An iMonk tweet, pointed to Andrew Marin's post, I Don't Trust Christianity Today. (Andrew is referring to CT, the magazine.)
One of the things Marin responded to was the treatment of Professor Soong-Chan Rah's thoughts and ideas from Rah's book, "The Next Evangelicalism" - that treatment by CT's Managing Editor Mark Galli in this article. Galli quotes from Rah's book, cites it as coming from "(a) leading Asian Evangelical", but doesn't name the book nor properly attribute the quote. Professor Rah's name is not mentioned.
Galli finds himself being called on this, in his post's comment section, as Rah points out in his own post. Galli's defence in his comment response (at 10:48am on Oct 6/09) is to suggest that "careful reader(s) will see how I did this at various points in the article with other prominent people in our movement" - ahh, Grasshopper, the problem is in the eye of the careless beholder. And then Galli plays the C.S. Lewis card. "This is a style of disagreement I've learned from C.S. Lewis ...and I think it charitable way to express disagreement..."
That's the ticket. Play the C.S. Lewis card.
Stay tuned here folks. The next time I say something asinine and get called out for it - I'll appeal to that greater authority, C.S. Lewis. But rather than looking to Lewis' Abolition of Man ('cuz I'm not that smart), I'll probably cite Voyage of the Dawn Treader to back my position up. But still, it'll be C.S. Lewis to the defence of my stupidity. I'm good to go.
A Bit More Background
My anger / hackles / ire was (were) raised by these two paragraphs from Galli,
But while acknowledging how firmly enslaved we are, the author repeatedly says things like, "Lessons from the black church or lessons arising out of the theology of suffering can lead to freedom from the Western, white captivity of the church." And in an interview to publicize the book, he says, "In fact, the more diverse we become, Christianity will flourish."
As if the flourishing of church depends on our ability to make it diverse. As if liberation from the thick chains of cultural captivity is had by learning lessons from others. As if blacks, Asians, and Native Americans are not themselves captive to entrenched cultural ideologies. Missing here and in many such worthy efforts is an emphasis on God's power, not human example, to free us from the principalities and powers, and on the good news that it is not we who must build the shalom community but the ones who receive it as gift and promise.
I agree with Rah (as quoted above, I have yet to read his book), rather than Galli. I do this from the perspective of a white male who was ordained in a predominantly African-American church in Pittsburgh - and has had to deal with the sin of my own misguided sense of cultural superiority. I have also spent significant time teaching month long courses in Africa to Africans - where my pale pigmentation makes me numerically part of a minority - but functionally, still part of an elite - primarily because of that pigmentation. My family and I have needed to be intentionally cross-cultural in those situations to break down the historical barriers created by our being part of the paler nation.
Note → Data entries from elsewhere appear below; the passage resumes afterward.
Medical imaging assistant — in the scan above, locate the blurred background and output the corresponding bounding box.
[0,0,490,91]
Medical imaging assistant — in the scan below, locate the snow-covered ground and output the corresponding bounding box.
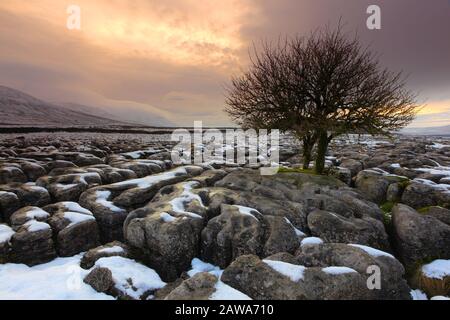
[0,255,113,300]
[0,255,252,300]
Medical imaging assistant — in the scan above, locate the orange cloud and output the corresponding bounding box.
[0,0,251,69]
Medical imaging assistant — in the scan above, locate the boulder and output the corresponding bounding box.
[10,206,50,228]
[0,183,51,209]
[37,172,102,202]
[410,259,450,297]
[0,165,27,184]
[355,170,407,204]
[206,187,308,231]
[126,212,204,282]
[221,254,378,300]
[307,209,390,251]
[401,181,443,209]
[44,202,100,256]
[164,272,218,300]
[339,158,363,178]
[201,204,264,268]
[81,166,203,243]
[83,256,166,300]
[295,243,411,300]
[0,191,21,222]
[81,241,131,269]
[391,204,450,271]
[19,161,47,181]
[83,267,115,293]
[261,215,300,257]
[421,206,450,226]
[220,255,308,300]
[10,220,56,265]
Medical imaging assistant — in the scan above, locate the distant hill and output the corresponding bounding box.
[401,125,450,136]
[0,86,134,126]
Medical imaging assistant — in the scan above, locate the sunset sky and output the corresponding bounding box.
[0,0,449,127]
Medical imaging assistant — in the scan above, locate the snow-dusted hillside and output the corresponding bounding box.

It is both the norm and much too easy for the dominant culture to gather together for "church." Of course, all are welcome. Really. Just as long as you stay captive to "our" culture. I am shocked that a white American leader can so blithely state, "As if liberation from the thick chains of cultural captivity is had by learning lessons from others." Apparently not in your case, Mr. Galli. (Perhaps the magazine you edit should be known as Christianity Yesterday. The spirit of C.S. Lewis' writing made me say that. Or maybe it was G.K. Chesterton. Or Evelyn Waugh? Certainly not W.E. Kinnon.)
In St. John's Revelation (5:9), the elders and four living creatures sing a new song that includes, "...with your blood you purchased people for God from every tribe and language and people and nation." May I suggest that that is what the Christian church should look like.
And. From my family's experience. There is something mystical that takes place (I would suggest it is a movement of the Holy Spirit as we are obedient to the Holy Scriptures) when we are intentional in worshipping and living together as people from every tribe, every tongue, every nation, every age group - as we believe and model the belief that in Christ there is neither Jew nor Greek, slave nor free, male nor female, for you are all one in Christ Jesus. [Gal. 3:28]
Left to our own devices, we will continue the tradition of the Sunday morning church service being the most segregated time of the week.